How do i find the tangential acceleration??

Question

If the motion of a particle is defined by:
x = 7t^2 + 6t +9 and
y = 6t^3 -9
where x and y are in m, and t is in secs

what is the component of acclereation in the tangetial direction when t=2.0s??

From what i understand,
dx/dt= 14 and dy/dt= 36t. If i substitute t= 2.0 in both these equations, and find the magnitude of this, then a= 73.34m/s^2... How do i find the acceleration in the TANGETIAL direction though..

Help please,
many thanks

Answer 1

You get the component of a vector into the direction of any other by projecting it on the other vector. Mathematically this is done by building the scalar product with the unit vector into the asked direction. Now you just need to know that the velocity is tangential in each point of the path.

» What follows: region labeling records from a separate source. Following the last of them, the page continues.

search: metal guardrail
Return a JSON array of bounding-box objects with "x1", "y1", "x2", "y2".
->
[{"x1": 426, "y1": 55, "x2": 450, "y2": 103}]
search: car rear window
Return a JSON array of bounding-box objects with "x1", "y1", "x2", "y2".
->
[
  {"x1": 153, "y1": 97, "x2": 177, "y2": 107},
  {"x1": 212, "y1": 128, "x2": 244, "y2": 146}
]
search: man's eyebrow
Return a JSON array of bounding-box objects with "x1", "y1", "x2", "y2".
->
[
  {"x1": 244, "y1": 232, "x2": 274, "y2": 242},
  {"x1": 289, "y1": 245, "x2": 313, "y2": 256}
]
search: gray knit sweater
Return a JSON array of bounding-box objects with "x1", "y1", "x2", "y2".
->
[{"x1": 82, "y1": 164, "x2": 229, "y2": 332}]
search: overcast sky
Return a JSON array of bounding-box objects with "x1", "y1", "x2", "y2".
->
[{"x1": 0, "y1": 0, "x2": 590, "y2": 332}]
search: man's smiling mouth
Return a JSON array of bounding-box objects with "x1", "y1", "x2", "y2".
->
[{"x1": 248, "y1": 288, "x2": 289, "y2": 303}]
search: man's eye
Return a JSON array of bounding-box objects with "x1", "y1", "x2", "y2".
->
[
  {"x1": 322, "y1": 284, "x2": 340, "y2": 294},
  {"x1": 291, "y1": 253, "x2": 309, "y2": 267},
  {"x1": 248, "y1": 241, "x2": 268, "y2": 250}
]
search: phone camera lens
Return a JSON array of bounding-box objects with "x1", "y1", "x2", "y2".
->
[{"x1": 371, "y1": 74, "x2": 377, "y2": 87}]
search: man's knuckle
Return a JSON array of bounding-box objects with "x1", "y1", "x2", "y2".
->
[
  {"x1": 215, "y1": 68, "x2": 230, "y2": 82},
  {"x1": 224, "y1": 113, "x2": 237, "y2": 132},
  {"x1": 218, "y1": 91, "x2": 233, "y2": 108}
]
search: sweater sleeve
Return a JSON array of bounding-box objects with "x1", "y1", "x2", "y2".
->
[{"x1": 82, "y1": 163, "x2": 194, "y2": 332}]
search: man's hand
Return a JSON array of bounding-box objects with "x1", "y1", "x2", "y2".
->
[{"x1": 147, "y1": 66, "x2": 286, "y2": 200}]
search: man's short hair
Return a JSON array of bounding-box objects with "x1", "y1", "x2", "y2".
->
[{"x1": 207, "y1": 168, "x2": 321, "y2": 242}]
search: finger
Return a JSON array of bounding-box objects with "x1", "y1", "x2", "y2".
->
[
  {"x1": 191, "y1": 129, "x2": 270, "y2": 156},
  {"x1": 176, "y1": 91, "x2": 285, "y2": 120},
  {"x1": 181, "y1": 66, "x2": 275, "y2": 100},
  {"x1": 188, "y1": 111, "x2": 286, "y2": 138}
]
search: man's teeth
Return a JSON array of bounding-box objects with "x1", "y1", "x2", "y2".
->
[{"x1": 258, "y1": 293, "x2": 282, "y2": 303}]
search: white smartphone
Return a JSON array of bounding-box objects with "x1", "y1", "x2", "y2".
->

So calculate the vectorial velocity, divide it by it's absolute value to get the unit vector and multiply that with the vector of the acceleration.

Answer 2

x = 7t^2 + 6t +9
y = 6t^3 -9

dx/dt = 14t + 6
dy/dt = 18t^2

d2x/dt2 = 14
d2y/dt2 = 36t

So, at time t=2, the velocity is v = (34, 72) and the acceleration is a = (14, 72).
The component of acceleration in the direction of v (which is the tangential direction) is given by
(a.v) v / ||v||^2
where (a.v) represents the vector dot product: so it is
[(34×14 + 72×72) / (34^2 + 72^2)] (34, 72)
= 5660/6340 (34, 72)
= (30.4, 64.3) to 1 d.p.

You can also convert v into a unit vector u = v / ||v|| = (0.4270, 0.9042). Then the acceleration in the tangential direction is simply (a.u) u = (71.08) (0.4270, 0.9042) = (30.4, 64.3) as before.

If you only want the magnitude of the acceleration in the tangential direction, it is (a.v) / ||v|| = 71.08 m/s^2.